Do Newspaper Endorsements Matter?
Yes. Kind of.
Saturday evening, October 27, 2012, I sat at my desk at the Obama re-election headquarters in Chicago, frantically hitting the refresh button on the home page of the Des Moines Register website.
The Iowa paper, which enjoys oversized influence every four years, was posting its presidential endorsement that night and I had a bad feeling.
For weeks, during our effort to win their support, the Register’s publisher, its editors and even the beat reporter covering our campaign had signaled a, well, disinterest in President Obama.
I continued to hit refresh, a knot in my stomach and beads of sweat on my brow. Then suddenly the homepage changed and a banner headline appeared. Register’s endorsement: Romney offers fresh economic vision.
I had been unhealthily obsessed with securing this endorsement for a while and now, seeing them support Romney, loudly voiced my unhappiness. I was angry. Enraged is probably a better descriptor. (Note: I’d offer a link to the endorsement, but it doesn’t seem to exist on the Des Moines Register site)
I cared so much because it was my job. During the 2012 re-election I was charged with overseeing all of the local and regional media coverage for the Obama campaign.
In the eyes of the press and the pundits, the news wasn’t that Romney had won the backing of the paper, it was that President Obama didn’t. The paper had endorsed Obama in the general election in 2008 and it hadn’t endorsed a Republican since Nixon.

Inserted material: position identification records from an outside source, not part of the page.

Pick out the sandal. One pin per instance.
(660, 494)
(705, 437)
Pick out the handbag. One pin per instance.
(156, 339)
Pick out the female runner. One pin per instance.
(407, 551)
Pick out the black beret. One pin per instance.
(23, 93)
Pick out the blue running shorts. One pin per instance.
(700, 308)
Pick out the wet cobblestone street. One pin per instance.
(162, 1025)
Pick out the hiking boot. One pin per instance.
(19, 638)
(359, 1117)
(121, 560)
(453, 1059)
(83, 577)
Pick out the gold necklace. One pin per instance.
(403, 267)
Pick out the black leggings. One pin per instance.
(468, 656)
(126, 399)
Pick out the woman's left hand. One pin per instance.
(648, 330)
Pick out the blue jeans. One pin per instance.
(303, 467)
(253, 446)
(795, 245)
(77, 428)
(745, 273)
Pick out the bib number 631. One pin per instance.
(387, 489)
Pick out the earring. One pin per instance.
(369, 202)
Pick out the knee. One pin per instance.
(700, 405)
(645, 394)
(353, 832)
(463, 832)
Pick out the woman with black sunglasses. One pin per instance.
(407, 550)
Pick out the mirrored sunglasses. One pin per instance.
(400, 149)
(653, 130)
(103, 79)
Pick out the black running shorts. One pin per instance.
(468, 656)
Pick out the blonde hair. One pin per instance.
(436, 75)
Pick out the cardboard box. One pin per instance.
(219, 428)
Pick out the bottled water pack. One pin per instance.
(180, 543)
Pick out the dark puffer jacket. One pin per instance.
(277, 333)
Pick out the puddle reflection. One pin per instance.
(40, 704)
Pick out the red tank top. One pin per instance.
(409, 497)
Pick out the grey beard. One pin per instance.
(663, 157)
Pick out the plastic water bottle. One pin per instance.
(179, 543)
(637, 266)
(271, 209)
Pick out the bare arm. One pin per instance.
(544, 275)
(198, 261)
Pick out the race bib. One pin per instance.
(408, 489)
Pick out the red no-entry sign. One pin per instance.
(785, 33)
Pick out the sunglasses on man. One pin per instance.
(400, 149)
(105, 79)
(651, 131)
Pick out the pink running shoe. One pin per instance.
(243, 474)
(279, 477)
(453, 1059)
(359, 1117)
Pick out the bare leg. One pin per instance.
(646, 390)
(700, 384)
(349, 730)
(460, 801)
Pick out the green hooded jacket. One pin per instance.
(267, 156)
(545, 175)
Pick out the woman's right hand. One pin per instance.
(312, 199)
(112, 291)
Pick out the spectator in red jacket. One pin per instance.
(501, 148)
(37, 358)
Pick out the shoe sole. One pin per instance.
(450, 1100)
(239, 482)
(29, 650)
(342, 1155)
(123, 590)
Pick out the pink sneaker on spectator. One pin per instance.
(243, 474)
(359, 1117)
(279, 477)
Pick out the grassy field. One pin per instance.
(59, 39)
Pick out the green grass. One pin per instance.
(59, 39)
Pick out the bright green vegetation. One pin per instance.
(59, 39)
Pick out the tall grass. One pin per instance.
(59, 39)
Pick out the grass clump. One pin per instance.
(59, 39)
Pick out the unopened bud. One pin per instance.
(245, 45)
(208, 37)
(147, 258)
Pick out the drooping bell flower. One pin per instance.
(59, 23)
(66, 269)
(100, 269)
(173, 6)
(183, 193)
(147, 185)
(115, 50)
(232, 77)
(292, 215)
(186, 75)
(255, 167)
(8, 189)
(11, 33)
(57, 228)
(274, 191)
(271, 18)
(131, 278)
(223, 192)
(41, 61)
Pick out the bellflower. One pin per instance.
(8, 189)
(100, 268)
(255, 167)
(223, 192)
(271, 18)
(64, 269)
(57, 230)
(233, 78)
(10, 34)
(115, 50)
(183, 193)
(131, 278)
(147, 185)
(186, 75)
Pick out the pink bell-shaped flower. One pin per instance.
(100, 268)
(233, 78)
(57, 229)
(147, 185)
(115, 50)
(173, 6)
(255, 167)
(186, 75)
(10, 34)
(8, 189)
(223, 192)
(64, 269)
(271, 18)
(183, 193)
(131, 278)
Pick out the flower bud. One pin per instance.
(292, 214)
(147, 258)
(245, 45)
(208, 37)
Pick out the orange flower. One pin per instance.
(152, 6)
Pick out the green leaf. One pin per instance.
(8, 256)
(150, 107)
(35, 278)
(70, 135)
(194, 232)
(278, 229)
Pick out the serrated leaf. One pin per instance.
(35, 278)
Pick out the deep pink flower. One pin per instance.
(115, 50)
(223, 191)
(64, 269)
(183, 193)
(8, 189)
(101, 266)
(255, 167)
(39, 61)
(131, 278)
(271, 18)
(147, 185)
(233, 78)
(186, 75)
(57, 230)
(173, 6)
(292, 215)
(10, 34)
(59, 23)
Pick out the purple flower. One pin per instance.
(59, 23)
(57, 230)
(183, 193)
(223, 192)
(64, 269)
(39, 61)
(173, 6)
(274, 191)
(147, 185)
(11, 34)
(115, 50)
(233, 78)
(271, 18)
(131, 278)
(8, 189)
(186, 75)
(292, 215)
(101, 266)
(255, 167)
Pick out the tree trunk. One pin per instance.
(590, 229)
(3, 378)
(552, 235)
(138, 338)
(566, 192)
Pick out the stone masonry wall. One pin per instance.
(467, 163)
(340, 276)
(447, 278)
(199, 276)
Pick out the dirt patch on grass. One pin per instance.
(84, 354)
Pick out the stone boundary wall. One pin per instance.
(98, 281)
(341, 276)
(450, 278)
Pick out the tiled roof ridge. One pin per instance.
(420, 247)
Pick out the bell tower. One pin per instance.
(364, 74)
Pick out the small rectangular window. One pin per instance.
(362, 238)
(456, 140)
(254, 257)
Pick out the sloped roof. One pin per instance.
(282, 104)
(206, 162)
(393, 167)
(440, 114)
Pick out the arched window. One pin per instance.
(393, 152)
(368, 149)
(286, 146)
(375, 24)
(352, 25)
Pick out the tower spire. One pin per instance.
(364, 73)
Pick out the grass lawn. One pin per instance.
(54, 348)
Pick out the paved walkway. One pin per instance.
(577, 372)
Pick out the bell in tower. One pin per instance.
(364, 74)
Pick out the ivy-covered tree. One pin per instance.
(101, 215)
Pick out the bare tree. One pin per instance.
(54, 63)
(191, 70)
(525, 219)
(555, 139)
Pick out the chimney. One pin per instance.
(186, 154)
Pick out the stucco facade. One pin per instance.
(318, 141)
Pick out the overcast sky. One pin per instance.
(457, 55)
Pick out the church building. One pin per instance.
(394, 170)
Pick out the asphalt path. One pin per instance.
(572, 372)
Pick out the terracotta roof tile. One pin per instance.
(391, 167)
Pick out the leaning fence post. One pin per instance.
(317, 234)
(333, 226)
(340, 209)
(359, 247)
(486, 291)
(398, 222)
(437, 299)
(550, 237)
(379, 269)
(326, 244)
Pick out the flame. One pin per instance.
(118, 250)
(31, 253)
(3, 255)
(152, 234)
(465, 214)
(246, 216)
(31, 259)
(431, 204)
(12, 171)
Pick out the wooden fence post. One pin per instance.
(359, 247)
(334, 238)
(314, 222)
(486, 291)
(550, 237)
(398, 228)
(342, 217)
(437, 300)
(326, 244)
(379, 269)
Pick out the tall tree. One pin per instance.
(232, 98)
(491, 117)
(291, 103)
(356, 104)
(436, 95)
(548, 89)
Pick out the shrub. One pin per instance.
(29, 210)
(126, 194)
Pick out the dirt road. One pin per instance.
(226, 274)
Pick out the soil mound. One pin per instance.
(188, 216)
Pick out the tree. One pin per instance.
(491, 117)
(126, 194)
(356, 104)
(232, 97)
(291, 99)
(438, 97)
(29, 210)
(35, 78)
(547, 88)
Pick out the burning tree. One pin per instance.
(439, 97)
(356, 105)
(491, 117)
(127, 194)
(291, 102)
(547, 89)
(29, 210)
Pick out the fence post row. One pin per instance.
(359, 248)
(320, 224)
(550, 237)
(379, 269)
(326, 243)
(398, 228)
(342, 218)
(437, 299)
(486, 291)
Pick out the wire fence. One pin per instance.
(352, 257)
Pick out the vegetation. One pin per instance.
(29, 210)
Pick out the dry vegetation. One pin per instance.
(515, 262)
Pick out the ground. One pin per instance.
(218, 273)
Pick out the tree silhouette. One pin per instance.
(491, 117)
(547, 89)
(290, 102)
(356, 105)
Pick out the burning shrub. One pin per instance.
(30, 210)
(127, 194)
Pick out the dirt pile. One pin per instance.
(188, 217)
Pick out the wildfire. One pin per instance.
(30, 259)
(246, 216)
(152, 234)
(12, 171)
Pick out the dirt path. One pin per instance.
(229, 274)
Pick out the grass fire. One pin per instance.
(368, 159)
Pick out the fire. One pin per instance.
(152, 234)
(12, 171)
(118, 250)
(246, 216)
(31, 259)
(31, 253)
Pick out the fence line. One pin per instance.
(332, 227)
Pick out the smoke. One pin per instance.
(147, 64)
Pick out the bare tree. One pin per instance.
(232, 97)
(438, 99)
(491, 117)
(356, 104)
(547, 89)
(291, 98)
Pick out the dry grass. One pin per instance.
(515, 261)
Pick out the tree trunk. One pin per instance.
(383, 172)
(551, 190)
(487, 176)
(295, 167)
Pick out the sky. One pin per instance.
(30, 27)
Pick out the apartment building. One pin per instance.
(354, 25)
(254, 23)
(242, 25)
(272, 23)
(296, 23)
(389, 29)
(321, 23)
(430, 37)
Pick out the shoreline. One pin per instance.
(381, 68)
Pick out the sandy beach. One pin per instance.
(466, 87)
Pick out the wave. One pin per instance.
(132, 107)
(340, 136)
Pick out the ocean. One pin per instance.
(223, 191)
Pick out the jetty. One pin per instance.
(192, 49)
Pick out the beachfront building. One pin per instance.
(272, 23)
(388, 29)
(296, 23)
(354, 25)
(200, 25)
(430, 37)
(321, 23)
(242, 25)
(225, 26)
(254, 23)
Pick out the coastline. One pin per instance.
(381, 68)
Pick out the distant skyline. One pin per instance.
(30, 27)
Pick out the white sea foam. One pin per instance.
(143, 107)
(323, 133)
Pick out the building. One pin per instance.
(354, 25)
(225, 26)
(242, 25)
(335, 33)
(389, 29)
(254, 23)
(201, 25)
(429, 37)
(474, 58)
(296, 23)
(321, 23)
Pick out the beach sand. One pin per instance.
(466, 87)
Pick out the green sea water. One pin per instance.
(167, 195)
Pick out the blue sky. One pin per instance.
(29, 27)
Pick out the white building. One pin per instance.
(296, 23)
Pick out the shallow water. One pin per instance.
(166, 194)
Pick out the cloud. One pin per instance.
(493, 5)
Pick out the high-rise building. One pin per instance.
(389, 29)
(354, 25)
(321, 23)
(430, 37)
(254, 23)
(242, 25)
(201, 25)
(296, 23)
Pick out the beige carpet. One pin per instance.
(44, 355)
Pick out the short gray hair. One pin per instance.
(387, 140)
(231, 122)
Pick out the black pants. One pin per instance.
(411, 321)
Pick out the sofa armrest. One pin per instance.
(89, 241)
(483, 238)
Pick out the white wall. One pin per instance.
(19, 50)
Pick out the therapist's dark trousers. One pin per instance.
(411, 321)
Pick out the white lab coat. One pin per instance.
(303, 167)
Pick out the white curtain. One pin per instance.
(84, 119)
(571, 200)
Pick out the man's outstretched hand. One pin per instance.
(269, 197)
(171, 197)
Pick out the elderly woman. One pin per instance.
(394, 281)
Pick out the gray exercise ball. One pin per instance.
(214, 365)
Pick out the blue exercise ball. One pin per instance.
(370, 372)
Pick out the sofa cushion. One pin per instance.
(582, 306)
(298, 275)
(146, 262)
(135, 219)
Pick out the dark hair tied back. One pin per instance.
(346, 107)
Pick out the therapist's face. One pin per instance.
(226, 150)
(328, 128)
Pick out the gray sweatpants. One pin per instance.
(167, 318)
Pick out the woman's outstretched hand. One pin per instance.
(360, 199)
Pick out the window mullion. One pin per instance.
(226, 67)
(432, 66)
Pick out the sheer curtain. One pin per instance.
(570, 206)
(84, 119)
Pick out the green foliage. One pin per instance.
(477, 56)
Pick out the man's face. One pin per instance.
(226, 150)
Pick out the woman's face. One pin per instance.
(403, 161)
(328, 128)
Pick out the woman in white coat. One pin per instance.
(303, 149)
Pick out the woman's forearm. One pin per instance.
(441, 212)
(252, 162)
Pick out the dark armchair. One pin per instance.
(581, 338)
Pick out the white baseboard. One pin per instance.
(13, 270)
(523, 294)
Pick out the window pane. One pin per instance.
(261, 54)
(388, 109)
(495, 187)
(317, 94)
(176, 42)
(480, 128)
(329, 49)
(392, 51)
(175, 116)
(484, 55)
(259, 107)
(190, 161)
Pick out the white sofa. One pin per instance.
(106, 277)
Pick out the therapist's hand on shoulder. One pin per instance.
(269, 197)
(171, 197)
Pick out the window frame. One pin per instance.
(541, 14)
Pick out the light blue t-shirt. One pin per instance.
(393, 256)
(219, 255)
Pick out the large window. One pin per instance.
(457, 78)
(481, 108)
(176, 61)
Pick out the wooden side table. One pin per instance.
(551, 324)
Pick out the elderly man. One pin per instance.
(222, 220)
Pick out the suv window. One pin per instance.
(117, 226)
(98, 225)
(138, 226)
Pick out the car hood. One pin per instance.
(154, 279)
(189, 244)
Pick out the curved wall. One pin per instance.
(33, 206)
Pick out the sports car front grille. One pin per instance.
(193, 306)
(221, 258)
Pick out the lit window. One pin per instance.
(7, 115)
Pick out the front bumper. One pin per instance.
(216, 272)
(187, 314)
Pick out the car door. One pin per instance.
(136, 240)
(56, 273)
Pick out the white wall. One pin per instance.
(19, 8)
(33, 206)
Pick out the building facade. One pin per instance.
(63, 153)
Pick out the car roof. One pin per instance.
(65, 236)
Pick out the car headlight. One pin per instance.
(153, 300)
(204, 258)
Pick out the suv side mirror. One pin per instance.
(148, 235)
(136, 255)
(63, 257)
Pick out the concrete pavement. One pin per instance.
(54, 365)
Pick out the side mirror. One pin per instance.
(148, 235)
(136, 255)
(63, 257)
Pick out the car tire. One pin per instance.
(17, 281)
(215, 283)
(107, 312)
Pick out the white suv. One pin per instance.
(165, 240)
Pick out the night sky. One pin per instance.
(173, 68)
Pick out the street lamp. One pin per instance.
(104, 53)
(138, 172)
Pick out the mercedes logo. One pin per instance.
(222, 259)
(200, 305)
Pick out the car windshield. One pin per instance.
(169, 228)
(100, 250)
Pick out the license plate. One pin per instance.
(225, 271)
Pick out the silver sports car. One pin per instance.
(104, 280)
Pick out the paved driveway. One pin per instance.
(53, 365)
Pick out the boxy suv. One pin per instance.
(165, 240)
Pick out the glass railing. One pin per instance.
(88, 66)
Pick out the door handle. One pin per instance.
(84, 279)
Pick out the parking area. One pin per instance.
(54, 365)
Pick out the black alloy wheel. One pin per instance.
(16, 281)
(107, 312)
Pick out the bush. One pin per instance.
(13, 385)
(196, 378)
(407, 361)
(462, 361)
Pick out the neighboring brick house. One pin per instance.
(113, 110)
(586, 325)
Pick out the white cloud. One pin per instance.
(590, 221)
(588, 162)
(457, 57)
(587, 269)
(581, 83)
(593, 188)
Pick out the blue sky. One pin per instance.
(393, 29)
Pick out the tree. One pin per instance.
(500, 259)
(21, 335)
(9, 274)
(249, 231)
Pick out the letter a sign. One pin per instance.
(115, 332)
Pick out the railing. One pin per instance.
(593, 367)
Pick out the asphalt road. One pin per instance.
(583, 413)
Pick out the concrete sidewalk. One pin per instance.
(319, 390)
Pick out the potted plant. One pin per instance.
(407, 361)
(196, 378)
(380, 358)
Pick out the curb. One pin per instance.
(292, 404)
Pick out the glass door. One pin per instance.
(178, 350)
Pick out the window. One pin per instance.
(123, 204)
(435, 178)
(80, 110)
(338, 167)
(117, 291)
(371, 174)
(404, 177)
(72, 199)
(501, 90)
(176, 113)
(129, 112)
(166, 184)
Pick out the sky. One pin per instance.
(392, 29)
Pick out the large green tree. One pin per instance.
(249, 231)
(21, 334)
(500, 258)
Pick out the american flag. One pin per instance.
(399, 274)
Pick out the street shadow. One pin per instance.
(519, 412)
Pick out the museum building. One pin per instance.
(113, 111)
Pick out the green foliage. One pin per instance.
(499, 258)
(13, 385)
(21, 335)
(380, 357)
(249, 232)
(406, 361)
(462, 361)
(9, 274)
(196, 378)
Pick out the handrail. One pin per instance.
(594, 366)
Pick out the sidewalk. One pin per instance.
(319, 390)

Ten days later, Obama went on to carry Iowa, wining 51.99% to 46.18% over Romney.
Political observers have long argued the value of editorials. Do undecided voters really care what a bunch of newspaper editors say about a candidate? Has any citizen entered a voting booth and cast a ballot based on an endorsement?
As of today Hillary Clinton has garnered more than 150 endorsements while Donald Trump has convinced four editorial boards, whose total combined circulation is 248,080, that he is the best choice to serve as the leader of the free world. The largest and most recent came from the Las Vegas Review-Journal, a paper owned by Sheldon Adelson, a mega-donor to the GOP who once promised Trump’s campaign $100 million in contributions. This tally does not include the nine publications like USA Today, which broke with its long tradition of staying out of presidential endorsements when it stated Trump is “unfit for the presidency.” Another “not Trump” endorsement came from the Deseret News, owned by The Church of Jesus Christ of Latter-Day Saints. The news outlet has not endorsed a candidate in 80 years, but wrote that Donald Trump should drop out of the race.
The New York Times wrote its first endorsement on Oct. 11, 1860 backing Abraham Lincoln and they have been a staple of politics ever since.
But do they matter?
The answer is yes, kind of. In some cases, they can underscore a prevailing narrative or demonstrate momentum. When earned, they can be used as fodder to show strength and support. As in the case of the Des Moines Register in 2012, they can also hurt a candidate who was expected to earn a paper’s backing but didn’t. Almost every major news outlet wrote about President Obama failing to win the endorsement, leading to an unpleasant, though inevitably inconsequential, 24 hours of negative media coverage for us.
Endorsements don’t just happen. For key publications at both the national and regional level, entire strategies are developed to court and persuade the people that decide on who to support. Candidates often times sit for long, broad panel interviews to detail their vision, plans and policies. Surrogates, like former Cabinet secretaries or Members of Congress, are dispatched to make the case on behalf of the candidate. Follow up calls are made.
It sounds counter-intuitive, but where the holdover tradition of endorsements carries oversized weight is in local and regional outlets, not national publications. One reason is trust. The other is age.
According to a recent Pew study, 82 percent of survey respondents trusted local media outlets either “a lot” or “some.” Compare that to 76 percent for national outlets. That same trust factor plummets to 34 percent among adults who get their news from social media.
Not surprising, the audience that prefers local news as their primary source skews older, and that’s good for campaigns. Older voters are reliable. They turn out. They require less effort to coax to the voting booth or send in absentee ballots.
At the end of the day newspaper endorsements aren’t going away and will remain a tried and true institution in politics. Whether they matter to voters remains an open question. But if I was choosing, I’d rather be Clinton with more than 150 endorsements, than Trump with four.